The Consumer Price Index data for March was in line with low underlying inflation, a top U.S. Federal Reserve official said on Friday, adding it is too early to determine whether commodity price spikes are playing a role.

Chicago Federal Reserve Bank President Charles Evans, a voter on the Fed's policy-setting committee, said strong monetary accommodation remains necessary as the U.S. economy improves, and it's unlikely he will push for tighter policy this year.

The core CPI rose 1.2 percent year over year, and data earlier on Friday showed underlying prices in March remained contained. The mild rise could be taken as vindication for central bank officials who have viewed the recent energy price spike as having a temporary effect on inflation.

As long as core inflation year over year is 1.5 percent or lower, I'd be surprised if I'm advocating a tightening in policy in 2011, Evans told reporters on the sidelines of the annual Hyman P. Minsky conference here.

At the moment I think that what's going on with food, energy and commodity prices is a relative price adjustment due to stronger global demand around the world, and some one-off supply effects... he added.

Those are one-off or transitory effects and it's much too early to say that they've got embedded in underlying inflation.

After the 2008 financial crisis, the Fed undertook unprecedented emergency lending measures to rescue the U.S. economy from its worst slump in decades, cutting short-term rates to near zero in late 2008 and buying nearly $2 trillion in bonds.

Though the economic recovery is gathering steam, rising commodity prices are stirring up anxiety about inflation around the world and throwing into question how and when the Fed will begin to tighten monetary policy.

Recent comments by Fed officials suggest pressure is building from within to tighten financial conditions, though inflation remains below the Fed's 2.0-percent target and employment remains high at 8.8 percent.
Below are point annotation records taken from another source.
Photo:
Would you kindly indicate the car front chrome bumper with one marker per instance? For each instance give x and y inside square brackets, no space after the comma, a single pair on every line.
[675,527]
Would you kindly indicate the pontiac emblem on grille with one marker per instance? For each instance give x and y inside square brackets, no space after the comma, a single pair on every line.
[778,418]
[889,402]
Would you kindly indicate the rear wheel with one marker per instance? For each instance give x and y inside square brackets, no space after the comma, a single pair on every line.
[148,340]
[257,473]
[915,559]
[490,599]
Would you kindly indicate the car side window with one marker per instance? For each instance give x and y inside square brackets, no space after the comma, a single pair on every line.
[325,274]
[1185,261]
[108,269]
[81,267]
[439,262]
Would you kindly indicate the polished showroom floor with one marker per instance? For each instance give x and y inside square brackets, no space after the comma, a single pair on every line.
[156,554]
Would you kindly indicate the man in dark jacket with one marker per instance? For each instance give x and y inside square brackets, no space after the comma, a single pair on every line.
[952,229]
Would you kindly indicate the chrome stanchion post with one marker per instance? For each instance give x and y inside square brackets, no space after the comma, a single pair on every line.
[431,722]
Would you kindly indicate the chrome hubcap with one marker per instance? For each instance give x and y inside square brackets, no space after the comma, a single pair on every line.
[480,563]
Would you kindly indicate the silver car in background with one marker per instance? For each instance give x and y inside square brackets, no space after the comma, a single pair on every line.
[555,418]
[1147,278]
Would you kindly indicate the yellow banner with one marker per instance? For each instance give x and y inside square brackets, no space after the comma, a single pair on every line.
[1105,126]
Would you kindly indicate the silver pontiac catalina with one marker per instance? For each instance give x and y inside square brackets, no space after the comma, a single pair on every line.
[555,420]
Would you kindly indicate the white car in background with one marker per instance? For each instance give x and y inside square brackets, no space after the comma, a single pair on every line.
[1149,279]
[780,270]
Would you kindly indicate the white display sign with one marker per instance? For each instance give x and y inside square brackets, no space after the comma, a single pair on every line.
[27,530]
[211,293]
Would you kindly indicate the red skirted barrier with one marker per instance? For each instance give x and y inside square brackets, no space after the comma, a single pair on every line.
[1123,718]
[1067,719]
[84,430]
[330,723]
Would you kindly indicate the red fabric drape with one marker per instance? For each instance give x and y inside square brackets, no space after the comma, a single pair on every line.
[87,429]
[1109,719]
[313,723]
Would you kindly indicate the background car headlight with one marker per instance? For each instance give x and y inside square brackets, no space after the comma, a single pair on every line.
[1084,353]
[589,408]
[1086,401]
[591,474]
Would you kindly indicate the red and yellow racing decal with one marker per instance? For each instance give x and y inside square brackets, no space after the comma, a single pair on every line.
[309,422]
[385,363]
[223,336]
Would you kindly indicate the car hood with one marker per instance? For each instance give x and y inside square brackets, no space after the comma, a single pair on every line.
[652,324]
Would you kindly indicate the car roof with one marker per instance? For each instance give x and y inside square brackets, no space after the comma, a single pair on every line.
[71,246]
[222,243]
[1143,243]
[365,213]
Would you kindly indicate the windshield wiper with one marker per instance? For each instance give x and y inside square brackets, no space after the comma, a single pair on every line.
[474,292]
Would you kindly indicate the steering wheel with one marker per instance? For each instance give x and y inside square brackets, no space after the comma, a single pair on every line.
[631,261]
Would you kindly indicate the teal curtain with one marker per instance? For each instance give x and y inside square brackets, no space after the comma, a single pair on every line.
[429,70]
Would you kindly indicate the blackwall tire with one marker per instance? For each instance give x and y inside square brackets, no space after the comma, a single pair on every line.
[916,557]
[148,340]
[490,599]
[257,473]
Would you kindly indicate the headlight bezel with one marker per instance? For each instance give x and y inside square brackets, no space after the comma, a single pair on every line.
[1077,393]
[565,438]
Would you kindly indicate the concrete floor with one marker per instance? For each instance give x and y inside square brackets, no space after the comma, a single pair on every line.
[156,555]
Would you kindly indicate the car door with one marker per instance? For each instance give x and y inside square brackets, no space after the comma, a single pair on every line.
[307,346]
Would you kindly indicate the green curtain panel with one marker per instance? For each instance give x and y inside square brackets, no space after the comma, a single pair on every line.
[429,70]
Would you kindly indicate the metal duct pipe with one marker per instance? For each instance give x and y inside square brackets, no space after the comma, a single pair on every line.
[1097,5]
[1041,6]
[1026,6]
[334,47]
The Fed appears intent on completing its latest, $600 billion quantitative easing program, known as QE2.

I now am more comfortable with the idea that $600 billion is a good sized program, and it could well be the case that that program will end in June as we originally announced, said Evans, whose views are usually in line with Fed Chairman Ben Bernanke and other core members of the policy-setting meeting.

Inflation is not yet at a tipping point, he said.

At the moment inflation is still low ... and the unemployment rate continues to be quite high, so it's difficult for me to see strong underlying inflation pressures from what we've seen so far, Evans said.

Earlier at the conference, Evans warned that monetary policy alone cannot ensure economic and financial stability in the United States, which is recovering from its worst economic crisis in decades.